Heartened by my success in the local installation, I went back to the Repair section and converted all the posts to the new design. I also did this for the Garage section, the Design section, and the Customization section. I wrote new long landing pages for those sections, and also did a big new landing page for the
Smörg section. I still have to convert all the posts in the Smörg section to the responsive design. The Smörg category pages also need a new design. I hope to get this by the end of the year. I loved doing this new content, I am a writer after all, and that took up July.
As part of recovering from the PTSD that Silicon Valley gave me, I started participating in
Sportster and
K-model forums. This inspired me to make a table of the major changes in the bikes that I use for
the BOM landing page lede. For these wide tables I make the pdf file on a 11x17 tabloid, or B-sized page. It was a lot of work to get the table to fit, and that is the best thing about print-- it forces you to be concise. I also whipped out
a table for handlebars, but that will be up-revved and incorporated in the normal BOM category page next year. For now I want to concentrate on the engine parts. The BOM updates took up August.
Meanwhile I had been doing a ton of Solidworks to polish the design of my replacement Sportster motor. I had been calling this HARM, for Harley aftermarket replacement motor. Since the fine lawyers at Harley might take exception to that, I have changed the project to OSARM, Open-Sport aftermarket replacement motor. Its always smart to stay on the good side of the people that invented this bike. I have not posted the design yet, I figure to do that in 2016. But I did add a landing page for that section, as opposed to just linking back to the contents page, which was pretty sketchy behavior.
So by Fall I had a new header, new responsive design, a local publishing system, and new content. I have been working from the bottom up. First I fixed the publish system, then the design, and then the content. So in September I prepared for this roll-out by doing a new home page, a new contents page, a new Archive page design, and a big post about Sportster problems in the maintenance category of the Repair section. That took up the better part of September, and there was always going back to fix dozens of mistakes and oversights in things I had already done.

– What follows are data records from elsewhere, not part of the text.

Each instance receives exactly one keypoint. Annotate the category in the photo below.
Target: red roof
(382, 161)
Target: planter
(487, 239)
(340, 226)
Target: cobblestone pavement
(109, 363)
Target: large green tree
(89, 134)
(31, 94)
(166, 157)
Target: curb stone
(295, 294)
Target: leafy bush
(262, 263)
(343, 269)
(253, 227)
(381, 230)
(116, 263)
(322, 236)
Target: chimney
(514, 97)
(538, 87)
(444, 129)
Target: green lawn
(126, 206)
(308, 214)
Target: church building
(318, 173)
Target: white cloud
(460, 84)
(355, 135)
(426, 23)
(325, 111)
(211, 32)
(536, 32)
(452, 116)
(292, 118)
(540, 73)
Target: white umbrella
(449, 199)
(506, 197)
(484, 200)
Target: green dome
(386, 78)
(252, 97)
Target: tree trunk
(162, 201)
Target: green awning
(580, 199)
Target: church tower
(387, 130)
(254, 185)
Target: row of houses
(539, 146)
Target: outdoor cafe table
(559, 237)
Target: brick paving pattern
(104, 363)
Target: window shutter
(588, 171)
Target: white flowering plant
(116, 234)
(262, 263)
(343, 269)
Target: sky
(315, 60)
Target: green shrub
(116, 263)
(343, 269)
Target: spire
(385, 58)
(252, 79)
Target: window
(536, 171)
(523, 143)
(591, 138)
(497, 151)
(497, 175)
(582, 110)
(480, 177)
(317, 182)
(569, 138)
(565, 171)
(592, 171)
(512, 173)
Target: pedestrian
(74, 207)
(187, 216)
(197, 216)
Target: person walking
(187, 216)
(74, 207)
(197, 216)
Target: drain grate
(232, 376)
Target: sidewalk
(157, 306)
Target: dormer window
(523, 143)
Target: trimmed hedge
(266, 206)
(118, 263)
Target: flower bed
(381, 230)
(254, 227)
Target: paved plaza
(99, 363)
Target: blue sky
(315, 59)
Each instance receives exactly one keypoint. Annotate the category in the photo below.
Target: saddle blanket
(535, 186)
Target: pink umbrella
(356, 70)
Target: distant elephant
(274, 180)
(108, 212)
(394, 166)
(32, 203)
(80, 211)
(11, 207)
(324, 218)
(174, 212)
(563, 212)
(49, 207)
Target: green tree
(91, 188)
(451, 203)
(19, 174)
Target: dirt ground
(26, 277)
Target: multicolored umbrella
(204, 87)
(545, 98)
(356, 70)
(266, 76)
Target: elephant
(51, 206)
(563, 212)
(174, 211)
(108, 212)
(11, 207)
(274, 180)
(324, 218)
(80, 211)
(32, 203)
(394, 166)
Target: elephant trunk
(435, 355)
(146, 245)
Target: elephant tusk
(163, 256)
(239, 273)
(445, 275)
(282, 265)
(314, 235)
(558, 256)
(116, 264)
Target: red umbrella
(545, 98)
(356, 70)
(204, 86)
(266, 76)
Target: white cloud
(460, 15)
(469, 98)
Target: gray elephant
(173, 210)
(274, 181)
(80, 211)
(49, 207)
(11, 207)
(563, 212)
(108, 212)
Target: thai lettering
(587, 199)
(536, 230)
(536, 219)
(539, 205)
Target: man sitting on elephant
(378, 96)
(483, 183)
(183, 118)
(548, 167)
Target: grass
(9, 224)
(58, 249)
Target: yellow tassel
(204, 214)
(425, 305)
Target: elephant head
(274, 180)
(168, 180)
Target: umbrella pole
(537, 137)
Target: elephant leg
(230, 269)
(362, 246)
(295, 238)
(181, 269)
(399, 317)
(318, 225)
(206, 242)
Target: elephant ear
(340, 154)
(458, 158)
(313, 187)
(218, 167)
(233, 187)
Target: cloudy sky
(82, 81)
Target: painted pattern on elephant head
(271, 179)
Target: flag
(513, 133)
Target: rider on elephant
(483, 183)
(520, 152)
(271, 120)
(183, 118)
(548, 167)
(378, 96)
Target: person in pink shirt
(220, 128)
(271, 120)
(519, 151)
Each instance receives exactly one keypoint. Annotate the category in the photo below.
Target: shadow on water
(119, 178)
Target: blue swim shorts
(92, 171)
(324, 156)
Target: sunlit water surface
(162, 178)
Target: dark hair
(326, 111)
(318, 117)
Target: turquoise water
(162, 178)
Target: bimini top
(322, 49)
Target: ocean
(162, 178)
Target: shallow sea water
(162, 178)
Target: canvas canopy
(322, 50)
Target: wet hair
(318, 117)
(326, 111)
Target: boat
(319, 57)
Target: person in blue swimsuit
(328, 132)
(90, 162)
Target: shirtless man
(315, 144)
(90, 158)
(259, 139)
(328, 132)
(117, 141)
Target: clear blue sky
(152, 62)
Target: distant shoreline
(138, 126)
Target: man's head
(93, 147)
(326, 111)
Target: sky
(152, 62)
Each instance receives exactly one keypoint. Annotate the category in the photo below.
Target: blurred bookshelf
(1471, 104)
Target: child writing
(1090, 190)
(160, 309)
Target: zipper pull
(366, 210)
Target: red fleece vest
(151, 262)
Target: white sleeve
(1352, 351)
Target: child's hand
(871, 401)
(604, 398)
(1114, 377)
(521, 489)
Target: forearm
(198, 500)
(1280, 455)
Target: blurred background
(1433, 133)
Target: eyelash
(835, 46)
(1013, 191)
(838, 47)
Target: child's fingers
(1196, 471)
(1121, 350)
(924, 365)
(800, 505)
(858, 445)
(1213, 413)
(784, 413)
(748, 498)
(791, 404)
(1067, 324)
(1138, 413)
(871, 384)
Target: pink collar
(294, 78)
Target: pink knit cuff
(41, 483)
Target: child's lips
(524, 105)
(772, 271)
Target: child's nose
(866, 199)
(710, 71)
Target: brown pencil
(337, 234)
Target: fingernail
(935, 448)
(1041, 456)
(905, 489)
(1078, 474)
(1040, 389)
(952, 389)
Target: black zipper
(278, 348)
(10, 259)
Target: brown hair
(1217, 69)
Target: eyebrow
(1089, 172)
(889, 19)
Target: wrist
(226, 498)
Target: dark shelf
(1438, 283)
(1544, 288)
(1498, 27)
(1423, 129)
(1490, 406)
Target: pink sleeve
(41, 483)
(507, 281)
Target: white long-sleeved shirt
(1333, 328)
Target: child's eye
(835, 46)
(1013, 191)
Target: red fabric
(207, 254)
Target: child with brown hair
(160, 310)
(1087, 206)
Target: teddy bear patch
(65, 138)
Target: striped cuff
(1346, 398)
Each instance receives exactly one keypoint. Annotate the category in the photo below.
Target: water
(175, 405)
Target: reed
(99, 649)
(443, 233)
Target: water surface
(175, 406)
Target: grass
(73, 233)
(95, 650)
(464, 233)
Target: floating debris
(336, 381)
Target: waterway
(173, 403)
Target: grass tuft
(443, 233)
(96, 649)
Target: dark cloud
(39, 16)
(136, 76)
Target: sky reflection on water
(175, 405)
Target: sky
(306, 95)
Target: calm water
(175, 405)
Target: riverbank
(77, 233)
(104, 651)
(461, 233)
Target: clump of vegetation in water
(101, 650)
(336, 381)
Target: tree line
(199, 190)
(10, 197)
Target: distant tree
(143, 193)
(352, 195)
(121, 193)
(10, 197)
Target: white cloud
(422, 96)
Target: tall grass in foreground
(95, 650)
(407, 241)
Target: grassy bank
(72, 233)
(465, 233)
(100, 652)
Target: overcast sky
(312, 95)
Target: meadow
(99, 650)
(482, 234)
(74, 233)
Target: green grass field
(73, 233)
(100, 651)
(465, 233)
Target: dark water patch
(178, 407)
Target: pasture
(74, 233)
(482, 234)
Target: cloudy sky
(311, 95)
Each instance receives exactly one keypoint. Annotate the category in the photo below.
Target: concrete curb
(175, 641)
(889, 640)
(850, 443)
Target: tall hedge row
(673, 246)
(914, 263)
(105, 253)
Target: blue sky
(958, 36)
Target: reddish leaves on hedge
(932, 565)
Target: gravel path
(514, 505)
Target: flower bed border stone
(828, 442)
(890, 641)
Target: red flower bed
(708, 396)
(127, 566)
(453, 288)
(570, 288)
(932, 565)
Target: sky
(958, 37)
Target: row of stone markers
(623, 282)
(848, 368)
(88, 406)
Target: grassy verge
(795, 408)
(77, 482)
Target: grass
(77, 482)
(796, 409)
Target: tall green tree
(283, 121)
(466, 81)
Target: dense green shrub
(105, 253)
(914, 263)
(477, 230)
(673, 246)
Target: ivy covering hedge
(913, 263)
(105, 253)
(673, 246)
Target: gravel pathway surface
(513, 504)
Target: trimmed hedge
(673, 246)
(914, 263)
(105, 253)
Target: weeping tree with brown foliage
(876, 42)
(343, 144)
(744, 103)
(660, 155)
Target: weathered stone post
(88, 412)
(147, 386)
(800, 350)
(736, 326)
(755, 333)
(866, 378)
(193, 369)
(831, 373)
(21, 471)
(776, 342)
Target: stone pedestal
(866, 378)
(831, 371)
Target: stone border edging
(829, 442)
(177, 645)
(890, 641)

Those new top-level pages and content brings us to October, and I am ready to set the new home page out. I have written this post to support that, as well as the aforementioned Sportster problems post. There is still much work to do, I expect to spend the rest of the year getting the whole site conforming to the new design, and to making things consistent across sections. The best thing is, once these design and back-end problems are done, I can get back to content. There are dozens of repair procedures I have done over the years, ready for that section. A huge part of my hard drive is full of design studies. I have my voltage regulator design, and the test rig that goes with it. I want to roll out OSARM to get feedback, before I spend the $100k on getting the machining done. By Christmas I hope to have the whole site patched up, and I will be able to do content in 2016.
I hve an Open-Sport source directory on my hard drive. One of the great joys of next year will be taking stuff out of that directory and putting it on the website. When that happens, I will be "caught up" with all things I did not have the time to do when I had a day job. Another thing I have been working on in 2015 is setting up a video studio in living room. This allows me to work on a motorcycle restoration in air-conditioned comfort. The arched ceiling is perfect for mounting the lights, and I have been doing video presentation for years, and I learned video production in 2014 at my last corporate job. So in 2016 I hope to launch a YouTube channel, and that will help monetize this site. I also hope to get set up as an Amazon Affiliate, so I can bring in some cash that way. I might look at displaying Google adds on the pages, but that requires JavaScript so I am resiting that temptation.
So thanks to all my programmer buddies that helped, and thanks to all the great folk on the Sportster and K-model forums, and thanks to my mechanical engineering pals that taught me engine design and thanks to all the mechanics that taught me Sportsters, and thanks to those big corporations that let me save up enough money so I can chase my dream. I will try to post what is going on more often here, if only to let you folks know what is new on the site.